TUSCALOOSA, Ala. (AP) -- Ronald Steele's final shot with the game on the line was far from pretty -- an awkward leaner even he didn't think would go in.
Ugly or not, Steele's off-balance 15-footer as time expired capped a late rally from an 11-point deficit for Alabama (No. 9 ESPN/USA Today; No. 10 AP) in a 78-76 victory over Georgia on Saturday.
"We don't really practice the one-legged, flip-high-in-the-air shot too often," Crimson Tide coach Mark Gottfried said.
"It was probably the worst shot we could have possibly gotten out of it," said Steele, whose 3-pointer with 54 seconds left tied it for Alabama (14-3, 2-2 Southeastern Conference).
"It's not a high-percentage shot," he added. "I'd be lying if I said I thought it was going to go in."
Steele moved inside the 3-point line, then heaved the ball toward the basket to complete the Tide's comeback from a 73-62 deficit over the final 4:35.
Even Alabama players joked that he might have traveled on the play, and Felton headed straight toward the officials afterward.
"That's what my teammates keep joking about," said Steele, hobbled all season with tendinitis in his right knee. "I'd have to go back and look at it, but I can't say."
It was hardly the only controversial call that hurt Georgia (11-6, 3-2).
Sundiata Gaines' awkward jumper as the shot clock expired gave Alabama the ball back with 17 seconds left and a last chance to avoid overtime. Georgia's Takais Brown grabbed the rebound, but official Tom Lopes said he blew the whistle "inadvertently," believing the ball failed to hit the rim for a shot-clock violation.
Officials watched the replay on TV monitors, and the third angle they looked at "showed the ball nicked the rim," Lopes said in a statement.
"When we noticed that, the ball becomes dead on my whistle," he said. "Because no team had possession of the ball at the time of the whistle you go to the possession arrow."
That meant Alabama's ball.
Felton said he met with SEC coordinator of men's basketball officials Gerald Boudreaux, who was at the game, for about 10 minutes afterward.
Asked if he was satisfied by the explanation, Felton responded: "I don't want to answer that question." He didn't offer further comment on the officiating.
The Bulldogs scored the first 15 points and maintained that lead, 50-35 at halftime, before seeing their three-game SEC win streak snapped.
They had pulled off a dramatic comeback of their own in a 67-64 win over Arkansas on Wednesday night, after trailing by seven in the final minutes.

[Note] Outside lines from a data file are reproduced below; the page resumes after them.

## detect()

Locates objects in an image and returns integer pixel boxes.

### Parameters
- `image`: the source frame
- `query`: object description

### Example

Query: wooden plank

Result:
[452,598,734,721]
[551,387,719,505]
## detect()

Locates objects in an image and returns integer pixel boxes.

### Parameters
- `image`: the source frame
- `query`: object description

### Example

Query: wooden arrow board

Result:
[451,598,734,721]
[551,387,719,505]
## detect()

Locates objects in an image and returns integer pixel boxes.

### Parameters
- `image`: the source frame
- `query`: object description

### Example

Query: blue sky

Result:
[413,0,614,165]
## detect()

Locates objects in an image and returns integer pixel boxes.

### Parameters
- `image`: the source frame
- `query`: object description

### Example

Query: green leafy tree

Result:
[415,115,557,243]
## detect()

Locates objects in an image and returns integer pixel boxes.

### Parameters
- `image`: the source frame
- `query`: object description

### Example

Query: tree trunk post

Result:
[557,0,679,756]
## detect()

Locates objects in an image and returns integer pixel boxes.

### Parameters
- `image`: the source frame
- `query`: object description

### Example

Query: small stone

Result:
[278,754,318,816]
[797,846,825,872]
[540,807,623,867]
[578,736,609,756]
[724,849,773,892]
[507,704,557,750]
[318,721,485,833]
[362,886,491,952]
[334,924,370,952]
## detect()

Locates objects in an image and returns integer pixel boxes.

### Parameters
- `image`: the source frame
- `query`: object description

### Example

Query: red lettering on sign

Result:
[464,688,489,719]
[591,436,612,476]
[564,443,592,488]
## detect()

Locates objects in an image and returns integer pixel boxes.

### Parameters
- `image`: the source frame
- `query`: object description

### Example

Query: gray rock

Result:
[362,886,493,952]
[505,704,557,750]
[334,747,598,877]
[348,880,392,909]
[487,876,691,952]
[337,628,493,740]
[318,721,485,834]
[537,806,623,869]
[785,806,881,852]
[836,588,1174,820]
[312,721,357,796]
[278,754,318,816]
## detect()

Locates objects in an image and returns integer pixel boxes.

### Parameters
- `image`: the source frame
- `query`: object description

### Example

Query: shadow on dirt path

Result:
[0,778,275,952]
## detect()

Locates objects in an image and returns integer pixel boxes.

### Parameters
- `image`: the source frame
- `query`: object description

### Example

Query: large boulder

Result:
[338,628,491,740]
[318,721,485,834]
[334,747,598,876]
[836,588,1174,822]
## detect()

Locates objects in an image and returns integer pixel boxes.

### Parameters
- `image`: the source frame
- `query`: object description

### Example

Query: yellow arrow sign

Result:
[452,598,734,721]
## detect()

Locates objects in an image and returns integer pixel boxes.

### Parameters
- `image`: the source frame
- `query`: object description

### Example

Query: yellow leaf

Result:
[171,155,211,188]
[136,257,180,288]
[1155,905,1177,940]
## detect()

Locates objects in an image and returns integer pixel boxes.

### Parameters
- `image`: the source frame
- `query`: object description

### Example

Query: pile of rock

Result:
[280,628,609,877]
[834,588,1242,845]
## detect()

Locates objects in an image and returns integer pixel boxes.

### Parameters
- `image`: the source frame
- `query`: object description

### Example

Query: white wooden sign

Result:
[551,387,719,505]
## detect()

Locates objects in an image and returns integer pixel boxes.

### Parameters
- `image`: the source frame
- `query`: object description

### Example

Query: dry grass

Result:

"When you find yourself in a hole and you're down and you're struggling and somebody else is kind of having their way with you, you could easily shut it down," Gottfried said. "Our guys never did that. They just kept competing the whole game.
"I know we only led one time, the last second of the game, but we'll take it. Any way you can get one, you get one and you move on."
Georgia managed only one more basket and a free throw after Gaines' layup made it 73-63. Steele made a 3-pointer to spark an 11-1 run, capped by Brandon Hollinger's two free throws to make it 74-73 with 1:32 to play.
Gaines dished it inside to Brown for a basket 10 seconds later before Steele brought Alabama back again.
"Toward the end of the game, we started rushing shots, taking quick shots and feeding their momentum," Gaines said, calling the loss "a big heartbreaker."
Felton didn't want the ball in Steele's hands late, even with a bum knee.
"He's one of the best point guards in the country," he said. "He is a big-time, clutch player. I would have liked to have seen us do a better job on not allowing him of all people to have the opportunity to make the plays."
The Bulldogs was 9-of-15 from 3-point range in the first half and only 1-of-7 after that. Meanwhile, the Tide was 21-of-27 from the free-throw line.
Alabama was coming off a 94-73 loss to Vanderbilt, but rebounded to extend its home winning streak to 17.